Qualidade da banha: 15/20
Hancock
Hancock
John Hancock (Will Smith, com o carisma de sempre) é o único super-herói do mundo actual. Afundado na bebida e sempre mal-humorado, as suas acções acabam por resultar numa opinião pública negativa que o obriga a retratar-se. Depois de salvar um relações públicas fracassado, Ray (Jason Bateman, o costume), acaba por aceitar a sua ajuda de modo a melhorar a sua imagem. Como comédia, o filme deixa muito a desejar: a partir da metade, a família de Ray e a busca pelas origens de Hancock passam a ser o foco principal da película; como filme de acção, também não é lá grande coisa, com cenas de acção espalhafatosas e cujos efeitos especiais por computador podiam ser mais caprichados.
O argumento, no meio de tanta coisa a abordar (a recuperação, a origem, a vingança dos vilões, o impacto de uma revelação sobre a mulher de Ray, Mary), acaba por andar aos solavancos e diluir todos os enredos numa resolução sem muita chama. Ao menos, somos poupados da velha história do herói que, novamente nas boas graças do público, se deixa consumir pela fama, descobrindo o valor dos laços familiares e de amizade mais tarde (não é que o desenvolvimento seja brilhante, mas, se fosse este, abandonava o filme a meio). O certo é que Hancock tem boas ideias; executá-las é outra história. E o filme perde-se.
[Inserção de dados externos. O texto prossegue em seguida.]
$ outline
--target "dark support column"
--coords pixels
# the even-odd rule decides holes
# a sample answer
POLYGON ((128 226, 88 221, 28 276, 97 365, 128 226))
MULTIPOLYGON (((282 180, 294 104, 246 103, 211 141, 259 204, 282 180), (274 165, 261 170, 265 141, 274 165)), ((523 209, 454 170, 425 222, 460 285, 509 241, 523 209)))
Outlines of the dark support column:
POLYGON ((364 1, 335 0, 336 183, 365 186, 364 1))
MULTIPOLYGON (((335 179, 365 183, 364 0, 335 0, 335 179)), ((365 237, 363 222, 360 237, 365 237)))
Recheado de furos (como os vilões sabiam da fraqueza de Hancock? Porque este não foge do hospital, se a sua presença lá põe em risco a vida de outra pessoa? Porque é que, a certa altura do filme, os seus poderes oscilam, quando deveriam diminuir gradualmente?) e situações mal explicadas (Ray parece aceitar a situação da esposa muito facilmente; um noticiário informa da fuga dos vilões da prisão, e mal; Mary, a certa altura, não quer que se saiba o seu segredo, mas, logo a seguir, participa numa cena de acção com centenas de pessoas a assistir!), o filme até consegue entreter razoavelmente, graças ao carisma de Smith e Bateman. Ao passo que Charlize Theron cria uma personagem séria demais para um filme deste género, eles os dois divertem-se a valer nos seus papéis. Um filme esforçado e só.